Oregon currently has Democrat majorities, so it’s nearly guaranteed to pass at this point.
Consequences of Rent Control
Have we forgotten nearly all the economic ramifications of rent control?
New properties are not erected.
Small time owners no longer stay/get in the rental market.
Existing small time owners leave the market.
Landlords change their rentals into other types of properties (suites, offices, condos, etc).
Distortion of pricing signals.
Increased rent upon eviction/tenancy vacancy.
Pushing low-income further out of the market (See San Fran & New York).
Destroyed buildings due to landlords unable to financially support fixing/repairing them.
Increased slum lords.
All of these issues happen because of rent control. Oregon is playing with fire with this bill.
Additional Oregon-Related Grievances
Not only is Oregon set to pass this rent control bill, but the actual rent control aspect of it is completely moronic.
It is a 7% cap currently. Very few landlords raise rent above this level, anyway.
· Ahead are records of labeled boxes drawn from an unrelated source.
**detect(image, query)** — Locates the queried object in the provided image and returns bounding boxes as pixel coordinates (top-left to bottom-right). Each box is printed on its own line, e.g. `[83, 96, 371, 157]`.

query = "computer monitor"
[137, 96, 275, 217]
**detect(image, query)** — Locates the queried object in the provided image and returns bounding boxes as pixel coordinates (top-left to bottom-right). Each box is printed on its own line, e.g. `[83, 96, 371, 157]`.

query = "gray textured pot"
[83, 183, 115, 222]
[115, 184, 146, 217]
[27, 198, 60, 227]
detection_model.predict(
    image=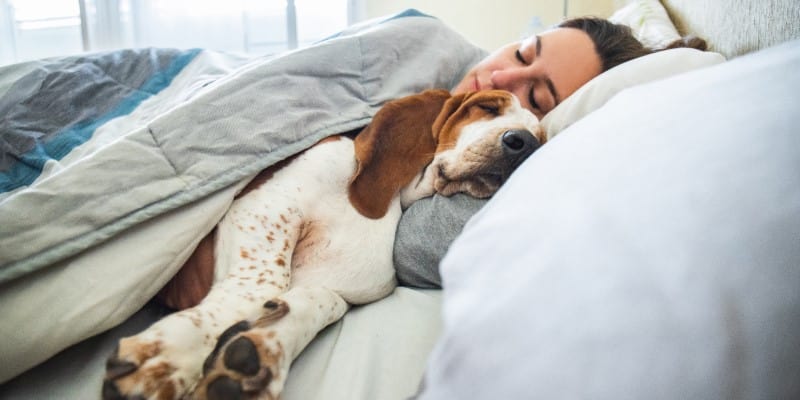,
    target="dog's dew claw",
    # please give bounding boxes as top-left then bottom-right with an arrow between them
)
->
223,336 -> 260,376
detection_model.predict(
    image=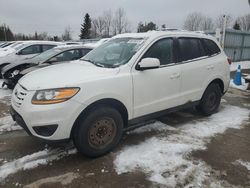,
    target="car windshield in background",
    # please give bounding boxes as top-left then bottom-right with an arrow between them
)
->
81,38 -> 145,68
34,48 -> 61,63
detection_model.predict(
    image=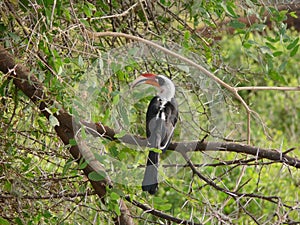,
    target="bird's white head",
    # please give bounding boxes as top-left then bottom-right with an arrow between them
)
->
131,73 -> 175,101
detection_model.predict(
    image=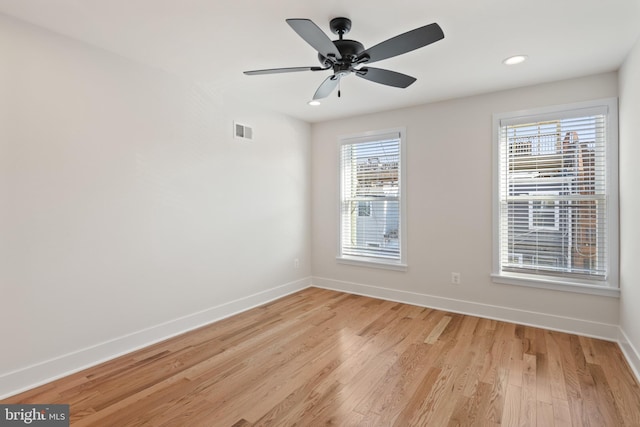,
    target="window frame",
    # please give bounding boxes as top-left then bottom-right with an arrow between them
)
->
491,98 -> 620,297
336,127 -> 408,271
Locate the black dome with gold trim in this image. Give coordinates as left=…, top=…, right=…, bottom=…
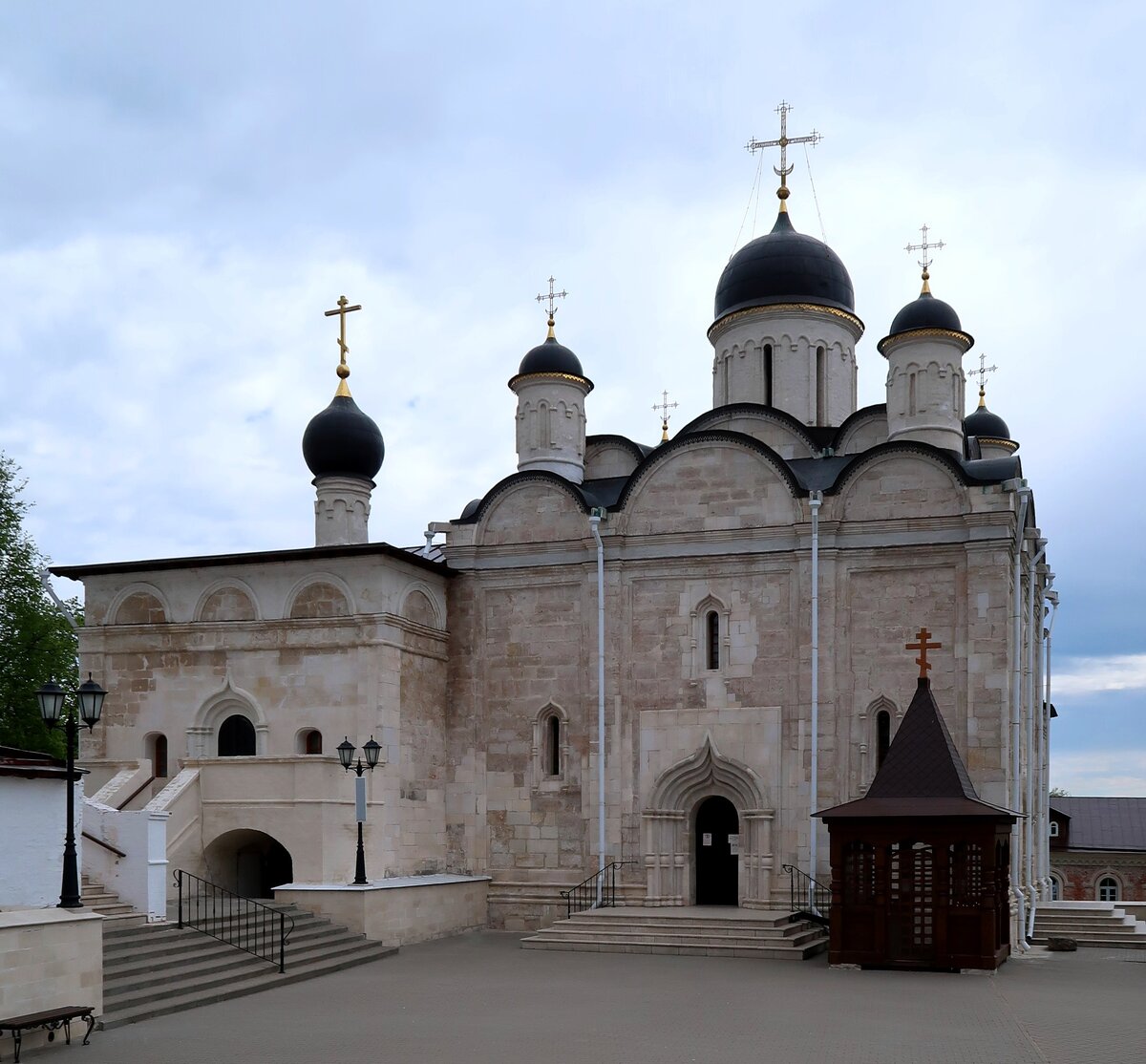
left=715, top=210, right=855, bottom=319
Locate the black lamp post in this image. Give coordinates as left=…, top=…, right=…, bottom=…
left=35, top=673, right=108, bottom=909
left=338, top=734, right=382, bottom=886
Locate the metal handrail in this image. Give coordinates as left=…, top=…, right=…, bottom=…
left=780, top=864, right=832, bottom=926
left=176, top=868, right=294, bottom=972
left=561, top=862, right=637, bottom=917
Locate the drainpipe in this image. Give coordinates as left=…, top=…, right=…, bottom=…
left=589, top=507, right=605, bottom=908
left=808, top=492, right=824, bottom=913
left=1042, top=591, right=1059, bottom=890
left=1024, top=539, right=1047, bottom=943
left=1009, top=480, right=1030, bottom=950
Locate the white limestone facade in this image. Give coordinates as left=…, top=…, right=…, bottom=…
left=56, top=189, right=1052, bottom=946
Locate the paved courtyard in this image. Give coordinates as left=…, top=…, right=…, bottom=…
left=31, top=932, right=1146, bottom=1064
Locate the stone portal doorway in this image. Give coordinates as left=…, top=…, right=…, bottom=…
left=693, top=795, right=740, bottom=904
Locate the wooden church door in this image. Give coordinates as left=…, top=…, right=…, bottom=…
left=693, top=796, right=740, bottom=904
left=887, top=841, right=935, bottom=965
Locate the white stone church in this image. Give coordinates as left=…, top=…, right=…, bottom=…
left=55, top=138, right=1050, bottom=944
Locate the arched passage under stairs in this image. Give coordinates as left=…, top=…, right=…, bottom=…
left=204, top=828, right=294, bottom=898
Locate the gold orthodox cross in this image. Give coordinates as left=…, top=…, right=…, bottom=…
left=903, top=223, right=944, bottom=291
left=323, top=296, right=362, bottom=395
left=652, top=391, right=681, bottom=442
left=903, top=628, right=944, bottom=680
left=967, top=352, right=998, bottom=406
left=538, top=278, right=568, bottom=325
left=744, top=99, right=824, bottom=210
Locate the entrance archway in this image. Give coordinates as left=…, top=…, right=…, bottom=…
left=641, top=736, right=775, bottom=909
left=204, top=828, right=294, bottom=898
left=693, top=795, right=740, bottom=904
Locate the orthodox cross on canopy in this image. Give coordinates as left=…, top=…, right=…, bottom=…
left=323, top=296, right=362, bottom=395
left=968, top=352, right=998, bottom=406
left=903, top=628, right=944, bottom=680
left=652, top=391, right=681, bottom=442
left=744, top=99, right=824, bottom=211
left=538, top=276, right=568, bottom=337
left=903, top=223, right=944, bottom=292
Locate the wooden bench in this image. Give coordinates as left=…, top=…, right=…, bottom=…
left=0, top=1005, right=96, bottom=1064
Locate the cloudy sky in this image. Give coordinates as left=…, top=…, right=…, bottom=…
left=0, top=0, right=1146, bottom=795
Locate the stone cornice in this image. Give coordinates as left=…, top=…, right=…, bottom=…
left=709, top=303, right=864, bottom=345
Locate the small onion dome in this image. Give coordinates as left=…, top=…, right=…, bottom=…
left=715, top=211, right=855, bottom=319
left=963, top=394, right=1019, bottom=451
left=876, top=282, right=974, bottom=353
left=509, top=321, right=592, bottom=391
left=303, top=394, right=386, bottom=480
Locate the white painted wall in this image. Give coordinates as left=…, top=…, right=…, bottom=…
left=0, top=777, right=84, bottom=909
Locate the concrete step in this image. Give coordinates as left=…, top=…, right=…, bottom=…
left=521, top=905, right=827, bottom=960
left=1030, top=933, right=1146, bottom=949
left=79, top=875, right=147, bottom=931
left=101, top=910, right=396, bottom=1030
left=521, top=934, right=827, bottom=961
left=99, top=943, right=397, bottom=1031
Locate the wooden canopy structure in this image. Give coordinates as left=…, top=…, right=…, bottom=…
left=816, top=678, right=1015, bottom=971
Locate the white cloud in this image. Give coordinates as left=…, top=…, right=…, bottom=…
left=1050, top=653, right=1146, bottom=697
left=1050, top=749, right=1146, bottom=798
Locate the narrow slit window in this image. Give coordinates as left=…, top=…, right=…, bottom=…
left=876, top=710, right=892, bottom=771
left=816, top=348, right=827, bottom=425
left=151, top=734, right=167, bottom=779
left=705, top=610, right=720, bottom=669
left=545, top=713, right=562, bottom=777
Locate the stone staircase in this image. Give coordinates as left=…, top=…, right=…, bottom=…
left=79, top=873, right=147, bottom=926
left=99, top=905, right=397, bottom=1030
left=521, top=905, right=827, bottom=961
left=1030, top=902, right=1146, bottom=949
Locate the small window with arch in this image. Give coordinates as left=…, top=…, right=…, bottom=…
left=705, top=610, right=720, bottom=671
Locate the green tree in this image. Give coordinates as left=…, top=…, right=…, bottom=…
left=0, top=454, right=79, bottom=756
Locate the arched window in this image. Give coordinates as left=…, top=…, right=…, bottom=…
left=544, top=713, right=562, bottom=777
left=876, top=710, right=892, bottom=772
left=151, top=734, right=167, bottom=779
left=705, top=610, right=720, bottom=669
left=219, top=713, right=254, bottom=757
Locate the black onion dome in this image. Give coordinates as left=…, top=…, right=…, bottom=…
left=517, top=336, right=584, bottom=377
left=509, top=325, right=592, bottom=391
left=888, top=291, right=963, bottom=336
left=716, top=211, right=855, bottom=318
left=963, top=406, right=1010, bottom=440
left=303, top=395, right=386, bottom=480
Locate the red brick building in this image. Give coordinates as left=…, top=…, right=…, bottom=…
left=1050, top=797, right=1146, bottom=902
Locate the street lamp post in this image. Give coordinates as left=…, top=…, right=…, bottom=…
left=338, top=734, right=382, bottom=886
left=35, top=673, right=108, bottom=909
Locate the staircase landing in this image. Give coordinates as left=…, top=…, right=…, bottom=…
left=1030, top=902, right=1146, bottom=949
left=521, top=905, right=827, bottom=961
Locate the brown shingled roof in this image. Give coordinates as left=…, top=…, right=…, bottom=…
left=815, top=677, right=1013, bottom=819
left=1050, top=798, right=1146, bottom=853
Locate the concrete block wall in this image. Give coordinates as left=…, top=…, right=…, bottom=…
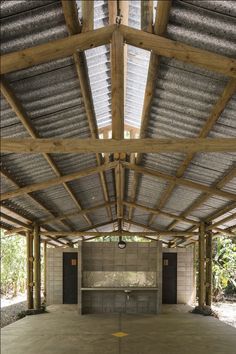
left=82, top=242, right=162, bottom=313
left=163, top=247, right=196, bottom=304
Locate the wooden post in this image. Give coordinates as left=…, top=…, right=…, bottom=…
left=206, top=224, right=212, bottom=306
left=34, top=224, right=41, bottom=310
left=43, top=241, right=47, bottom=302
left=26, top=231, right=34, bottom=310
left=198, top=221, right=205, bottom=307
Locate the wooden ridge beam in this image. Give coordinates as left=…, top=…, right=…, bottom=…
left=120, top=25, right=236, bottom=78
left=148, top=79, right=236, bottom=224
left=122, top=162, right=236, bottom=200
left=129, top=0, right=172, bottom=219
left=1, top=25, right=116, bottom=74
left=0, top=162, right=117, bottom=201
left=40, top=230, right=199, bottom=237
left=62, top=0, right=112, bottom=218
left=1, top=138, right=236, bottom=154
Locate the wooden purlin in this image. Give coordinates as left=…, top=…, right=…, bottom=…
left=1, top=79, right=92, bottom=228
left=148, top=79, right=236, bottom=225
left=62, top=0, right=112, bottom=218
left=128, top=0, right=172, bottom=219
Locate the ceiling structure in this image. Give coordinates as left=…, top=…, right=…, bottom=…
left=1, top=0, right=236, bottom=246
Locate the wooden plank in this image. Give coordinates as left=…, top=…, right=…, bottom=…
left=141, top=0, right=153, bottom=33
left=198, top=222, right=205, bottom=307
left=0, top=162, right=117, bottom=201
left=111, top=30, right=124, bottom=142
left=0, top=25, right=116, bottom=74
left=82, top=0, right=94, bottom=32
left=1, top=138, right=236, bottom=154
left=120, top=25, right=236, bottom=78
left=61, top=0, right=82, bottom=35
left=122, top=162, right=236, bottom=200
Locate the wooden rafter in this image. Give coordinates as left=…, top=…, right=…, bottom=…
left=0, top=162, right=117, bottom=201
left=168, top=167, right=236, bottom=230
left=1, top=79, right=92, bottom=225
left=122, top=162, right=236, bottom=200
left=1, top=138, right=236, bottom=154
left=120, top=25, right=236, bottom=78
left=0, top=168, right=73, bottom=232
left=62, top=0, right=111, bottom=218
left=148, top=79, right=236, bottom=224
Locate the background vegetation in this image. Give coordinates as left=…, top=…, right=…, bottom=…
left=1, top=230, right=236, bottom=300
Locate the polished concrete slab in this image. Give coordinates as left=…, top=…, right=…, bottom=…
left=1, top=305, right=236, bottom=354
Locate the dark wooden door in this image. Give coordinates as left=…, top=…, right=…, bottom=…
left=63, top=252, right=78, bottom=304
left=162, top=253, right=177, bottom=304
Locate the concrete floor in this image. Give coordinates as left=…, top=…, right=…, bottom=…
left=1, top=305, right=236, bottom=354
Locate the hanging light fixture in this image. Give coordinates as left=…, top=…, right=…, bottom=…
left=118, top=236, right=126, bottom=249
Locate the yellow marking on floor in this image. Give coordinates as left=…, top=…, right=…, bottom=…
left=112, top=332, right=128, bottom=338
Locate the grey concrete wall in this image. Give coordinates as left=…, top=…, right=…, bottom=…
left=163, top=247, right=196, bottom=304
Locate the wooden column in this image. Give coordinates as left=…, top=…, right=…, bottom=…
left=26, top=231, right=34, bottom=310
left=43, top=241, right=47, bottom=302
left=206, top=225, right=212, bottom=306
left=198, top=221, right=205, bottom=306
left=33, top=224, right=41, bottom=310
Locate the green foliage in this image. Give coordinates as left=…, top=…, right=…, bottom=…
left=1, top=230, right=26, bottom=296
left=212, top=237, right=236, bottom=295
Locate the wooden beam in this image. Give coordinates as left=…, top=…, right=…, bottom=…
left=122, top=162, right=236, bottom=200
left=82, top=0, right=94, bottom=32
left=33, top=224, right=41, bottom=310
left=123, top=201, right=199, bottom=225
left=198, top=222, right=205, bottom=307
left=1, top=137, right=236, bottom=154
left=40, top=230, right=199, bottom=237
left=0, top=162, right=117, bottom=201
left=26, top=231, right=34, bottom=309
left=111, top=29, right=124, bottom=141
left=149, top=79, right=236, bottom=226
left=1, top=79, right=91, bottom=225
left=1, top=25, right=116, bottom=74
left=120, top=25, right=236, bottom=78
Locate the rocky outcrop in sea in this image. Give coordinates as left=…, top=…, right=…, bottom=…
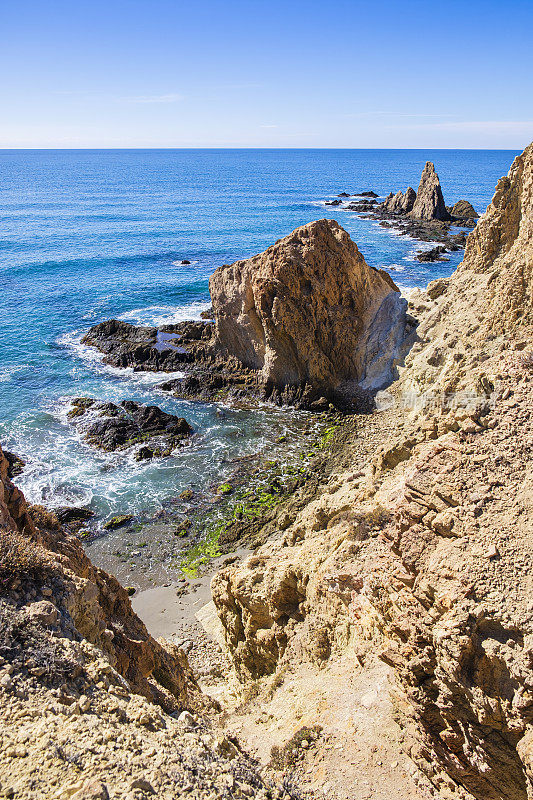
left=83, top=220, right=412, bottom=410
left=0, top=144, right=533, bottom=800
left=332, top=161, right=479, bottom=260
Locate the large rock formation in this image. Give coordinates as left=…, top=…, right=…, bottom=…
left=410, top=161, right=450, bottom=221
left=209, top=220, right=406, bottom=394
left=0, top=448, right=194, bottom=707
left=383, top=186, right=416, bottom=214
left=449, top=200, right=479, bottom=220
left=0, top=449, right=301, bottom=800
left=213, top=144, right=533, bottom=800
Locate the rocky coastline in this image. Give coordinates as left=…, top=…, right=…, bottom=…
left=325, top=161, right=479, bottom=261
left=0, top=144, right=533, bottom=800
left=82, top=220, right=414, bottom=411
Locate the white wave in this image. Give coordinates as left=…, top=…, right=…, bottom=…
left=0, top=364, right=25, bottom=383
left=119, top=301, right=211, bottom=326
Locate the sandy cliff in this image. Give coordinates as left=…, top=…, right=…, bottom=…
left=0, top=450, right=293, bottom=800
left=209, top=220, right=406, bottom=394
left=213, top=145, right=533, bottom=800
Especially if you include inflation.
On top of that, it does not impact buildings newer than 15 years. So this just incentivizes big players (REITs, property management companies) to take over everything.
Small time landlords and smaller companies will be pushed out of the market. The only ones that will be able to generally survive and continue making an affordable profit will be those mega-corporations. These activists that are against the free market are unwittingly doing the bidding of the oligarchs they hate so much.
Let’s face it: older properties need the most work and hence would need the higher rents to justify that cost. Yet, they are capping rental increases on those buildings and letting the easier to maintain buildings go by un-rent capped. Where is the logic in this?
These new developers are free to take a brand new building and increase the rent however they deem fit. This just makes it so that these property corporations will rule over all property and are going to crowd out any smaller time landlords.
The only other ones who will thrive in this climate are slumlords. The same individuals who will do the minimum required by law and increase rents by the max allowed by law.
These are the types that will be forced to hedge their bets as well. If it is at 7% now, it’s likely gov will interfere as this plan will fail spectacularly. So then maybe 5% cap, and then a 3% cap, etc.
So anyone with a brain that has housing will immediately start raising them by the max allowable by law every year to hedge their rent to the max. They must do so prior to even more stringent government interference and lower caps. This only hurts tenants more, and will drive housing prices a lot higher until Oregon has no choice but to lower their stupid 7% cap to something lower. The same that has happened in other cities where they tried this garbage.
Not to mention the dangerous fact that property taxes and housing bonds are raised yearly, which is a fixed cost the owners must cover regardless of how much the government interferes with the free market. And these historically have been around 6%. This means that property owners have a tiny margin to work with (7%+inflation—6%) for however long until the government decides 7% is too high.
At the end of the day, what this is, is a bill that negatively impacts the housing market across the entire state for an issue that is only present in maybe one or two cities.
Bomb Damage or Rent Control
Which is worse: bomb damage, or rent control?
The Mises Institute has a great article by Pace University economist Joseph Salerno that showcases a video lecture on prices. In the video, he offers visuals and asks the audience if destroyed urban areas are the results of bombs or rent control. It isn’t easy to tell.
Here is an example:
Answer? That one is rent control.
They even say in the article:
It isn’t easy to tell, but the lack of difference suggests a tragic but predictable irony. When a city is bombed, it is destroyed by people with evil intentions. When a city is subjected to rent control, it is destroyed by people with good intentions.
This will only end badly over the long-term for Oregon residents. Especially those with low-income and the small time landlords.